I quota 96 si rassegnino: i cosiddetti “esodati della scuola” dovranno rimanere in servizio, dove li ha bloccati la Legge Fornero, per qualche altro anno. L’ultimo treno per la pensione passerà con la Legge di stabilità 2017: dove loro, ancora una volta, non saranno inseriti nonostante mesi di audizioni e tentativi di trovare una soluzione. La pietra tombale alle loro speranze arriva da un parere dell’Inps, che ha ribadito ancora una volta quello che ha sempre sostenuto negli ultimi anni: i quota 96 sono 4mila o 9mila? Non esiste una stima attendibile del loro numero, non si sa quanto potrebbe costare un provvedimento di deroga che permetta di uscire subito dal mercato del lavoro. Quindi non se ne farà nulla.
La questione si trascina stancamente ormai da quattro anni: i quota 96 sono una delle tante categorie vittima di quel pasticcio della legge 92/2012, meglio nota come “Riforma Fornero”. Li hanno chiamati “esodati della scuola”, anche se loro al contrario degli esodati veri e propri sono rimasti bloccati in servizio. Migliaia di docenti che a ottobre 2011 avevano già fatto domanda di pensionamento perché avrebbero conseguito la quota entro la fine dell’anno scolastico. In mezzo, però, è caduta la riforma previdenziale, che non ha tenuto conto della specificità del mondo della scuola: rispetto agli altri dipendenti pubblici, infatti, i lavoratori della scuola hanno un’unica finestra di uscita, possono andare in pensione solo tra il 31 agosto e il 1° settembre, vista la necessità di non lasciare una classe a metà anno. Quindi per loro l’unità di misura valida è quella dell’anno scolastico, non dell’anno solare. Ma la Fornero se n’è dimenticata: e così questi insegnanti hanno visto dilatarsi la loro età pensionabile, anche di 5 o 6 anni.
Da allora i tentativi di trovare una soluzione sono stati molteplici, tra emendamenti e provvedimenti ad hoc. A febbraio 2014 era stato anche approvato un ddl a firma Pd-M5S alla Camera, poi però bloccato dalla Ragioneria dello Stato per ragioni di copertura economica e stralciato al Senato. Il parere del Ministero dell’Economia è sempre stato negativo, perché non si è mai trovata una risposta ad una semplice domanda: quanti sono i quota 96? Un censimento era stato anche fatto dal Ministero dell’Istruzione, che li aveva stimati fra i 3.500 e i 4mila. Ma il dato è solo presuntivo, è questo ha sempre permesso all’Inps di fare ostruzionismo, ritenendo che possano essere molti di più (fino a 9mila). Ed è la stessa posizione che l’Istituto ha ribadito anche in un parere della scorsa settimana, fornito al Ministero del Lavoro per rispondere ad un’interrogazione parlamentare del Movimento 5 stelle: l’Inps “ha reso noto che i dati esaminati non rivestono al momento un sufficiente grado di attendibilità. Per tale motivo, allo stato attuale non è possibile fornire una puntuale risposta”. Parole che suonano come una croce definitiva sulla questione.

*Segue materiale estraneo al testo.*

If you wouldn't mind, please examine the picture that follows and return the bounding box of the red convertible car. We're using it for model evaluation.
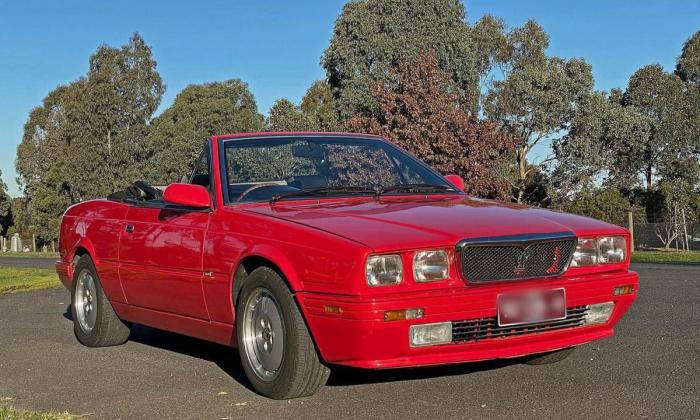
[56,133,638,399]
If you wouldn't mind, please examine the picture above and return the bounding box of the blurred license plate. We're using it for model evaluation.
[497,289,566,327]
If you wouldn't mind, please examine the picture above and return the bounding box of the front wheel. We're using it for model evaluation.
[236,267,330,399]
[70,255,130,347]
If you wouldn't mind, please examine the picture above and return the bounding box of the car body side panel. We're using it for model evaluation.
[203,208,369,322]
[59,200,128,302]
[119,207,209,319]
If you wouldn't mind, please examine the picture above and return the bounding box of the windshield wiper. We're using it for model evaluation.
[270,187,377,203]
[376,184,454,197]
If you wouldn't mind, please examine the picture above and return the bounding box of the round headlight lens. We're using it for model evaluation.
[365,255,403,286]
[571,238,598,267]
[598,236,627,264]
[413,250,450,283]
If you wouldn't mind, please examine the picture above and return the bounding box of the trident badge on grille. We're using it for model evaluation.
[513,248,530,277]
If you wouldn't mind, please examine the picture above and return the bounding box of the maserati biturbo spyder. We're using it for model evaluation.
[56,133,638,399]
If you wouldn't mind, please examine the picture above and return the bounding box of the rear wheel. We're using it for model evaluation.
[71,255,130,347]
[525,347,576,365]
[236,267,330,399]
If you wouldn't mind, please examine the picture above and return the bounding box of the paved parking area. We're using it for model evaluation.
[0,265,700,419]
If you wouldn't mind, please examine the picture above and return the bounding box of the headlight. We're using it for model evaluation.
[598,236,627,264]
[365,255,403,286]
[571,236,627,267]
[571,238,598,267]
[413,251,450,283]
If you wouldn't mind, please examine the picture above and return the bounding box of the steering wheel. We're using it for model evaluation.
[236,182,280,201]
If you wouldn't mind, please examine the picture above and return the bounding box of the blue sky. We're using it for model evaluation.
[0,0,700,195]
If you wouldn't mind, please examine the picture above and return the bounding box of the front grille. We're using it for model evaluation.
[452,306,588,343]
[458,232,577,283]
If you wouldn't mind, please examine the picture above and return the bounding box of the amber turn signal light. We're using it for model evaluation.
[323,305,343,315]
[384,309,423,321]
[613,284,634,296]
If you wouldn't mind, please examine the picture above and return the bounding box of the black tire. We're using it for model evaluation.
[71,255,130,347]
[525,347,576,365]
[236,267,330,400]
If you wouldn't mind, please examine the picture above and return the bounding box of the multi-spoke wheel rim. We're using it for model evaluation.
[242,287,284,382]
[74,270,97,334]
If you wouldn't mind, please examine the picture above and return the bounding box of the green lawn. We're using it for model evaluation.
[0,267,61,294]
[0,405,80,420]
[632,251,700,264]
[0,252,58,258]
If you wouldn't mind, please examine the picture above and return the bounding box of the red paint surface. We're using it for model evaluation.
[56,133,638,368]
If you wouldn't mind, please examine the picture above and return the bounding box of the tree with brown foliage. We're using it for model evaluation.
[347,52,514,198]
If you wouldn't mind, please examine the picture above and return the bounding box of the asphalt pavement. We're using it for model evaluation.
[0,265,700,419]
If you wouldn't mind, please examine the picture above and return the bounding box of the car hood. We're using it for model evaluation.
[247,196,625,252]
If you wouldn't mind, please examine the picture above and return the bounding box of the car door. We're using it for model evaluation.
[119,148,211,319]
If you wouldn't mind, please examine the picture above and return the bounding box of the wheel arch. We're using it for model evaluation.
[68,240,95,279]
[231,247,301,306]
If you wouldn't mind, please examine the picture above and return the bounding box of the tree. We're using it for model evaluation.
[265,98,315,131]
[321,0,478,120]
[550,91,651,196]
[484,20,593,202]
[622,64,698,192]
[562,187,634,226]
[265,81,338,131]
[299,80,338,131]
[0,171,12,236]
[348,52,513,198]
[144,79,263,185]
[16,34,164,240]
[676,31,700,168]
[676,31,700,86]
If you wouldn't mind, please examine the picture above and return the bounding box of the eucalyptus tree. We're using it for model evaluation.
[16,34,164,240]
[321,0,478,120]
[142,79,263,185]
[484,20,593,202]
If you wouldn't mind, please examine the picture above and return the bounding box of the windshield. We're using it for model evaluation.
[224,137,457,202]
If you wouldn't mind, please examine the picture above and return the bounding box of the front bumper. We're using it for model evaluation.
[296,271,639,369]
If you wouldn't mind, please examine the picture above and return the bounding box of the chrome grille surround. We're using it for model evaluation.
[457,232,577,283]
[452,305,589,343]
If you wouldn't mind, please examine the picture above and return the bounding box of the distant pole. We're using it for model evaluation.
[673,204,680,249]
[627,210,634,250]
[681,207,690,251]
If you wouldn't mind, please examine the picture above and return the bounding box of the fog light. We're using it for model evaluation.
[384,308,423,321]
[408,322,452,347]
[583,302,615,325]
[613,284,634,296]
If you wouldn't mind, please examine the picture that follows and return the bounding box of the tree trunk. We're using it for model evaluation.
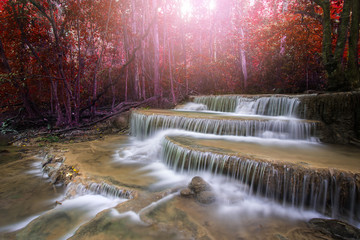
[240,28,247,89]
[348,0,360,89]
[152,0,161,97]
[168,40,176,104]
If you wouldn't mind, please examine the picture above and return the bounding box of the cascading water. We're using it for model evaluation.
[131,95,360,225]
[131,112,319,142]
[162,137,360,221]
[194,95,301,117]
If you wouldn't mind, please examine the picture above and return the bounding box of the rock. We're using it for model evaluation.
[180,176,216,204]
[196,191,216,204]
[189,176,211,194]
[180,188,195,198]
[309,218,360,240]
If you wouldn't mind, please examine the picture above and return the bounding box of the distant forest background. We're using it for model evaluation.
[0,0,360,126]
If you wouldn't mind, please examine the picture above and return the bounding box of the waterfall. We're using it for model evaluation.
[162,137,360,220]
[130,95,360,222]
[194,95,238,112]
[130,111,318,141]
[65,182,133,199]
[194,95,300,117]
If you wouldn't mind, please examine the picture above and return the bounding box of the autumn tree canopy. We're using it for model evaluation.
[0,0,360,126]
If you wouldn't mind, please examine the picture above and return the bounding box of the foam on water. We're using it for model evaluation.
[175,102,207,111]
[110,209,148,226]
[58,195,127,239]
[116,129,321,222]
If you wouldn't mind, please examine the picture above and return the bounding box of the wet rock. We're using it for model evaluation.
[180,188,195,198]
[180,176,216,204]
[196,191,216,204]
[309,218,360,240]
[189,176,212,194]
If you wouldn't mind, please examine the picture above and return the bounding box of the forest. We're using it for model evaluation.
[0,0,360,127]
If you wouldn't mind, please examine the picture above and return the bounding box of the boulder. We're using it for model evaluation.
[308,218,360,240]
[180,188,195,198]
[189,176,212,194]
[180,176,216,204]
[196,191,216,204]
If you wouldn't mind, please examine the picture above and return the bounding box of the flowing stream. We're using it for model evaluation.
[0,96,360,239]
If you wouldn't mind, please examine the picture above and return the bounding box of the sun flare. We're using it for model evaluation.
[180,0,216,18]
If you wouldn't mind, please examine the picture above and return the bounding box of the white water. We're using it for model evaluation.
[114,129,322,220]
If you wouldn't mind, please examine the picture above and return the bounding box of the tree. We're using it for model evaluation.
[314,0,360,90]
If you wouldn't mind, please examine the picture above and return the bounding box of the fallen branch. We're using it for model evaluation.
[10,97,158,143]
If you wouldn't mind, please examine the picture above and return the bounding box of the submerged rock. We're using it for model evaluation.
[180,188,195,198]
[196,191,216,204]
[180,176,216,204]
[189,176,211,193]
[309,218,360,240]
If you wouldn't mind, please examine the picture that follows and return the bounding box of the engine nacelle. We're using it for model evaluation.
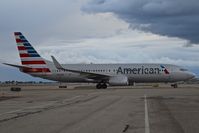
[109,75,129,86]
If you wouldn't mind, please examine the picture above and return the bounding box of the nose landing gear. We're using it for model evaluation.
[96,83,107,89]
[171,83,178,88]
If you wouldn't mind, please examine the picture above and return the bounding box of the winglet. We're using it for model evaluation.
[51,56,64,69]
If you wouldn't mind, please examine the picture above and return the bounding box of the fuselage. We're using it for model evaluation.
[5,32,194,88]
[34,62,194,84]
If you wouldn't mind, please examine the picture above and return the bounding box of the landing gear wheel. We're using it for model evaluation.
[102,83,107,89]
[96,83,107,89]
[96,84,102,89]
[171,83,178,88]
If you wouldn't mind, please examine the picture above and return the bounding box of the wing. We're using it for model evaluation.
[51,56,111,80]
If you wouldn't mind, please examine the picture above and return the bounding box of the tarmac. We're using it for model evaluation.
[0,85,199,133]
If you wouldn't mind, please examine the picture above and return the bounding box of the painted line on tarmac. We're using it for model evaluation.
[144,95,150,133]
[0,95,82,116]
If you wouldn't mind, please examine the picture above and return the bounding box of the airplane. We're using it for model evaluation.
[4,32,195,89]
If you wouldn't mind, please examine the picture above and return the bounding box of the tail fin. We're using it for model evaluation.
[14,32,50,73]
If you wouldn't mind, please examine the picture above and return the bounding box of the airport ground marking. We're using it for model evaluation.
[144,95,150,133]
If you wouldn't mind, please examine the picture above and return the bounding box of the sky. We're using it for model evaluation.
[0,0,199,81]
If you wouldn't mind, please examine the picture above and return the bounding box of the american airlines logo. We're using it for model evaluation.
[116,65,169,74]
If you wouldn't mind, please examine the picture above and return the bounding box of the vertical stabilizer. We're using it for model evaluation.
[14,32,50,73]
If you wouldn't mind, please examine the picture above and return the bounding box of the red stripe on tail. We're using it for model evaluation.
[17,46,26,50]
[20,53,30,57]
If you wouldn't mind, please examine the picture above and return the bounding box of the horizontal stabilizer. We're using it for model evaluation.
[3,63,31,69]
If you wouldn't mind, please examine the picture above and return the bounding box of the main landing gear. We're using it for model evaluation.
[96,83,107,89]
[171,83,178,88]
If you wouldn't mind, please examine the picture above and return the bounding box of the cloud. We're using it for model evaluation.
[82,0,199,44]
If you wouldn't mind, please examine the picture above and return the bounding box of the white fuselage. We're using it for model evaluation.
[33,62,194,84]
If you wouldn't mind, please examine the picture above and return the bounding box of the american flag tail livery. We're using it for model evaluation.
[14,32,51,74]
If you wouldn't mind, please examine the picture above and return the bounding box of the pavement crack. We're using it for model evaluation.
[122,124,129,133]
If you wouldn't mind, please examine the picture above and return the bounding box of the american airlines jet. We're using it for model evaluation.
[4,32,194,89]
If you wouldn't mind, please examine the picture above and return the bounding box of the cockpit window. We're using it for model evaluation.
[180,68,188,71]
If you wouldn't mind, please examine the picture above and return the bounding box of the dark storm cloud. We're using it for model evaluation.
[82,0,199,44]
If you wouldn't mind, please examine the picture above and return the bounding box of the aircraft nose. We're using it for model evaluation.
[187,72,196,79]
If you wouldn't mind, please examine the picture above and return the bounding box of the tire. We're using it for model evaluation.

I quota 96 non saranno neanche nella prossima manovra. Ormai non ammontano neanche a 2mila, quasi tutti uomini, considerato che dal 2012 alcuni di loro hanno già lasciato. Per mandarli in pensione ci vorrebbero meno dei 107 milioni di euro a regime quantificati per il piano a loro dedicato. Ma l’incertezza delle stime rende impossibile qualsiasi soluzione. “L’Inps effettivamente non ha materiale a sufficienza: bisogna ricostruire le carriere caso per caso e non è semplice, a volte anche un breve spezzone di supplenza può fare la differenza”, spiega Manuela Ghizzoni, senatrice Pd che si è a lungo occupata della vicenda. “Sarebbe bastato aprire una procedura apposita su Istanza online per avere una cifra precisa. Ma evidentemente non si è mai voluto farlo, è una sconfitta per la politica”.
“Ancora una volta la maggioranza dopo mille promesse ha deciso di abbandonare questi docenti al loro destino. È l’ennesimo segno dell’inaffidabilità di questo governo, che dei problemi concreti dei cittadini se ne infischia”, attacca Tiziana Ciprini, deputata del M5s. Così per i quota 96 tutto resta com’era. Qualcuno l’età pensionabile l’ha maturata comunque, alle maestre d’infanzia verrà riconosciuta la qualifica di mestiere usurante e quindi la possibilità di usufruire dell’Ape agevolata. Agli altri non resta che rimboccarsi le maniche, tornare in cattedra. E continuare a ringraziare la Fornero.